Thursday, June 15, 2017

When All The World Was Young

By Ferrol Sams

The third and last book in the trilogy that tells the story of Porter Osborne Jr. This book starts with his going to medical school at Emory, while WWII is getting into full force. He is torn between his studies and joining the army, while the army tells him they'd prefer to have him join as a doctor. Still, hearing about college friends who were forced to serve because their chosen career paths did not include medical school, he decides to flunk so he can get recruited. His training takes much longer than he expected, and he ends up in limbo for a while because of misplaced records, but finally, many days after D-Day, he lands on the shores of France, where he serves as a med tech in a field hospital. If college afforded him a chance of getting to know people from outside of his Georgia bubble, this new chapter expands his circle so much further.

This book was written more than a few years after the first two, and I did sense a bit of a difference. It is still very enjoyable, and often laugh-out-loud funny. [610 pp.]

Link to book.

Tuesday, May 2, 2017

The Whisper Of The River

By Ferrol Sams

The second book of the funny and enlightening trilogy follows the boy through college. If he was pranky as a little kid in the farm, he is even prankier as a college student. Still smart and kind, he now has a chance to see more of the world and to grow, in more than one meaning.

Link to book.

Run With The Horsemen

By Ferrol Sams

This is the first book of a wonderful trilogy which follows the life of one boy to adulthood and war. It's hard to not fall in love with the boy. He's smart, good hearted, and pranky. Growing in a farm in Georgia, he's not unaware of the injustices surrounding him related to class and race. It is much more difficult for him to realize the faults of his much-admired father.
I had to choose a trilogy from a list for designing book covers and I sure am glad I chose this one.

Link to book.

Sunday, February 5, 2017

The Human Stain

By Philip Roth

This must be the most ironic book I've ever read. Well written and down-right engaging and thought provoking.

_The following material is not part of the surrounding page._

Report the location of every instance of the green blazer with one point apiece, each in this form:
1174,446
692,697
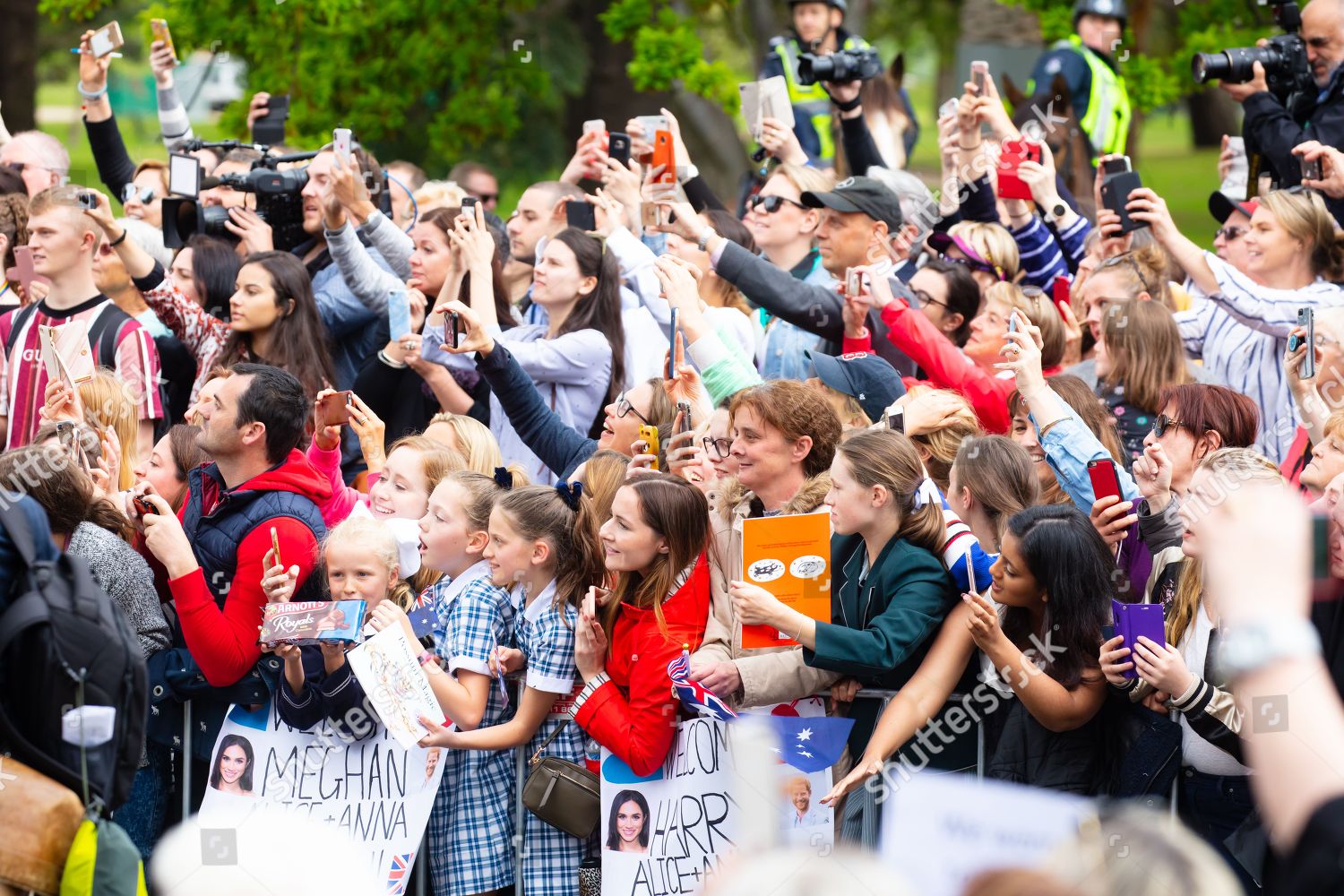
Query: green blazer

It shows how easily people can get carried away by random accusations, and how easily lives can change because of these accusations. It reminded me of an incident that happened last year, or maybe the year before, about a distinguished professor who was accused of being a sexist because of a joke he told at some conference. This escalated so quickly, and in no time he was forced to resign. The plot of the book takes place in the 1990s, before the rise of Facebook and Twitter, and the events don't spread as far and wide as the more recent event I mentioned, but the similarities are quite disconcerting. [384 pp.]

Link to book

Thursday, December 15, 2016

The Hen That Dreamed She Could Fly

By Sun-Mi Hwang

A beautiful little book about an egg-laying hen who wishes to escape her cramped quarters and raise a chick. Through perseverance and opportunity she manages to do that. This book is not only well-written (kudos to translator Chi-Young Kim), but also esthetically pleasing with its beautiful illustrations by Nomoco. [144 pp.]

Link to book.

Sunday, December 4, 2016

Way To Go

By Tom Ryan

A coming-of-age while coming-out-of-the-closet book. The story describes teenage friendships and other relationships in a very believable way. Overall, a nice book. I think I had a bit of trouble with some of the writing, but since I finished this book some time ago, I can't give specifics. In any case, it wasn't anything major. [224 pp.]

Link to Book

The Pig Comes to Dinner

By Joseph Caldwell

This is the second book of the Pig Trilogy. I read the first one a while back and enjoyed it a lot, so I was happy to find the second in the library. The pig who brought so much change to the lives of the humans he interacted with, continues to let his spirit cast warmth and hope on the people and ghosts around him. Like the first one, this book is also written splendidly with wit and humor. It truly is a fun read. Looking forward to the third one, though, again, this book can definitely stand on its own. [255 pp.]